Their claims are huge for the well designed classroom space. They assert it accounts for 16% of the variation of overall progress for the students involved in the study. The study involved a mere 27 Primary Schools. I will readily admit I am not a statistician expert, but when they talk about air quality impacting on learning so significantly I smell the faint whiff of… dubious, over-cooked headlines. I would like to see Edudatalab turn their gaze on this report. We should ring up the architect and ignore teacher quality just yet!

As we all know, making the news doesn’t make it true.

5 thoughts on “Making the News: Damn Lies and Some Data”

  1. Frederick Sandall

    Thank you for challenging the headlines. I sometimes despair that despite over 100 years of universal education in this country, our electorate, even those who bother to vote apoear to be so willing to accept these bland sensational headlines as the true facts. Hope more people will share this post and THINK.

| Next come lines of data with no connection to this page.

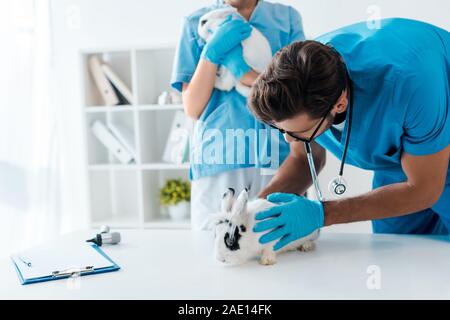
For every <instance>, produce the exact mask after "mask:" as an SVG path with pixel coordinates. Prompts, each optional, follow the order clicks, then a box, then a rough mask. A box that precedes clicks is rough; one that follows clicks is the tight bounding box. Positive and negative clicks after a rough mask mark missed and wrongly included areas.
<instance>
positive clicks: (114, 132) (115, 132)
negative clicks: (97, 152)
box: [107, 122, 136, 158]
mask: <svg viewBox="0 0 450 320" xmlns="http://www.w3.org/2000/svg"><path fill="white" fill-rule="evenodd" d="M107 126H108V128H109V130H111V132H112V134H113V135H114V136H115V137H116V138H117V140H119V142H120V143H121V144H122V145H123V146H124V147H125V148H126V149H127V151H128V152H129V153H130V154H131V155H132V156H133V158H136V152H135V148H134V143H133V142H134V136H133V130H131V129H130V128H129V127H127V126H125V125H122V124H121V123H114V122H111V123H109V124H108V125H107Z"/></svg>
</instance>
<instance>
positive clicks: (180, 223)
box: [144, 218, 191, 229]
mask: <svg viewBox="0 0 450 320" xmlns="http://www.w3.org/2000/svg"><path fill="white" fill-rule="evenodd" d="M144 228H146V229H190V228H191V222H190V220H189V219H186V220H183V221H174V220H170V219H169V218H161V219H160V220H155V221H148V222H145V223H144Z"/></svg>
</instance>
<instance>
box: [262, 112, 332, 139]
mask: <svg viewBox="0 0 450 320" xmlns="http://www.w3.org/2000/svg"><path fill="white" fill-rule="evenodd" d="M331 109H332V108H330V109H329V110H328V111H327V113H326V114H325V115H324V116H323V118H322V120H320V122H319V123H318V124H317V127H316V129H315V130H314V132H313V134H312V135H311V137H310V138H309V139H305V138H302V137H299V136H297V135H296V134H294V133H292V132H289V131H286V130H283V129H281V128H278V127H277V126H275V125H274V124H272V123H267V125H268V126H270V127H271V128H274V129H276V130H278V131H280V132H281V133H282V134H283V135H284V134H286V135H288V136H290V137H291V138H293V139H294V140H295V141H297V142H300V141H301V142H304V143H311V141H312V140H313V139H314V138H315V137H316V135H317V132H319V129H320V128H321V127H322V124H323V123H324V121H325V119H326V118H327V117H328V115H329V114H330V111H331Z"/></svg>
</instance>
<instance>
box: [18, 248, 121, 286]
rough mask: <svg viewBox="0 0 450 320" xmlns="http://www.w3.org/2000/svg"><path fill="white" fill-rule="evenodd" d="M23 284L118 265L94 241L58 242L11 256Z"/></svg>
mask: <svg viewBox="0 0 450 320" xmlns="http://www.w3.org/2000/svg"><path fill="white" fill-rule="evenodd" d="M11 261H12V263H13V265H14V268H15V270H16V272H17V275H18V277H19V281H20V283H21V284H22V285H26V284H32V283H38V282H44V281H52V280H58V279H65V278H69V277H73V276H87V275H94V274H99V273H105V272H112V271H117V270H119V269H120V267H119V266H118V265H117V264H116V263H115V262H114V261H113V260H112V259H111V258H110V257H108V256H107V255H106V253H104V252H103V250H101V249H100V248H99V247H98V246H97V245H96V244H93V243H85V242H80V243H79V244H63V243H58V244H56V245H51V246H43V247H38V248H34V249H30V250H26V251H24V252H21V253H19V254H15V255H13V256H11Z"/></svg>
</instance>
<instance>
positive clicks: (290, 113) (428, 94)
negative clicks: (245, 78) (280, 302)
mask: <svg viewBox="0 0 450 320" xmlns="http://www.w3.org/2000/svg"><path fill="white" fill-rule="evenodd" d="M316 40H317V41H304V42H296V43H294V44H292V45H290V46H289V47H287V48H284V49H282V50H281V51H280V52H279V53H278V54H277V55H276V57H275V58H274V60H273V62H272V63H271V65H270V66H269V68H268V69H267V70H266V72H264V73H263V74H262V75H261V76H260V77H259V78H258V80H257V82H256V84H255V86H254V88H253V92H252V95H251V97H250V98H249V104H250V107H251V109H252V111H253V113H254V114H255V115H256V116H257V117H258V118H259V119H261V120H262V121H264V122H266V123H268V124H270V125H272V126H273V127H275V128H277V129H279V130H280V131H281V132H282V133H283V134H284V136H285V139H286V140H287V141H288V142H289V143H290V145H291V154H290V155H289V157H288V159H287V160H286V161H285V162H284V164H283V165H282V166H281V168H280V169H279V171H278V173H277V174H276V175H275V177H274V179H273V180H272V182H271V183H270V184H269V185H268V186H267V188H266V189H265V190H263V191H262V192H261V194H260V196H261V197H266V196H267V195H269V194H271V193H273V192H278V193H275V194H271V195H269V197H268V199H269V200H270V201H272V202H276V203H279V204H281V205H280V206H278V207H275V208H273V209H271V210H269V211H266V212H262V213H259V214H258V215H257V219H258V220H261V221H260V222H259V223H258V224H257V225H256V226H255V228H254V231H255V232H263V234H262V237H261V238H260V242H262V243H267V242H271V241H274V240H278V239H279V241H278V242H276V244H275V249H280V248H281V247H283V246H285V245H286V244H287V243H289V242H291V241H293V240H295V239H298V238H301V237H304V236H306V235H308V234H310V233H311V232H313V231H314V230H316V229H318V228H321V227H323V226H330V225H333V224H339V223H348V222H354V221H364V220H372V225H373V230H374V232H376V233H399V234H440V235H448V234H449V230H450V171H449V154H450V145H449V144H450V101H449V99H450V90H449V87H450V34H449V32H447V31H446V30H443V29H440V28H438V27H435V26H433V25H430V24H426V23H422V22H418V21H412V20H406V19H387V20H382V21H381V27H380V28H379V29H370V28H368V26H367V25H366V24H365V23H360V24H355V25H351V26H347V27H344V28H342V29H339V30H336V31H333V32H330V33H328V34H325V35H323V36H321V37H319V38H318V39H316ZM349 115H352V121H350V122H352V123H351V131H350V135H349V139H348V151H347V156H346V161H345V162H346V163H347V164H350V165H353V166H356V167H359V168H363V169H367V170H373V171H374V179H373V190H372V191H371V192H368V193H366V194H362V195H360V196H356V197H342V198H340V199H339V200H333V201H325V200H324V201H323V202H320V201H312V200H309V199H306V198H304V197H301V196H297V195H295V194H304V192H305V191H306V190H307V188H308V187H309V186H310V185H311V175H310V174H308V173H309V169H308V164H307V160H306V155H305V154H306V151H305V149H304V145H303V144H304V142H305V141H306V142H308V141H310V140H314V141H315V142H314V143H313V144H312V148H313V154H314V156H315V163H316V165H317V169H318V170H320V169H321V168H322V167H323V165H324V163H325V149H327V150H329V151H330V152H331V153H333V154H334V155H335V156H336V157H338V158H339V159H342V155H343V150H344V148H345V145H344V144H345V141H346V140H347V139H346V135H347V134H348V132H349V130H348V126H349V125H350V124H349ZM350 187H351V186H350ZM279 192H283V193H279Z"/></svg>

  2. Pingback: Making the News: Damn Lies and Some Data | Uxbridge College Teaching and Learning

  3. I read this with interest but didn’t realise that you have a new book due out imminently. I’ve pre-ordered it and I’m really looking forward to reading it and using your ideas to inform my teaching practice.

    I read Closing The Vocabulary Gap when that came out in 2018 and it helped me as a student teacher. In fact I reviewed it as part of my professional development portfolio. I’m sure that Closing The Reading Gap will have a similar effect.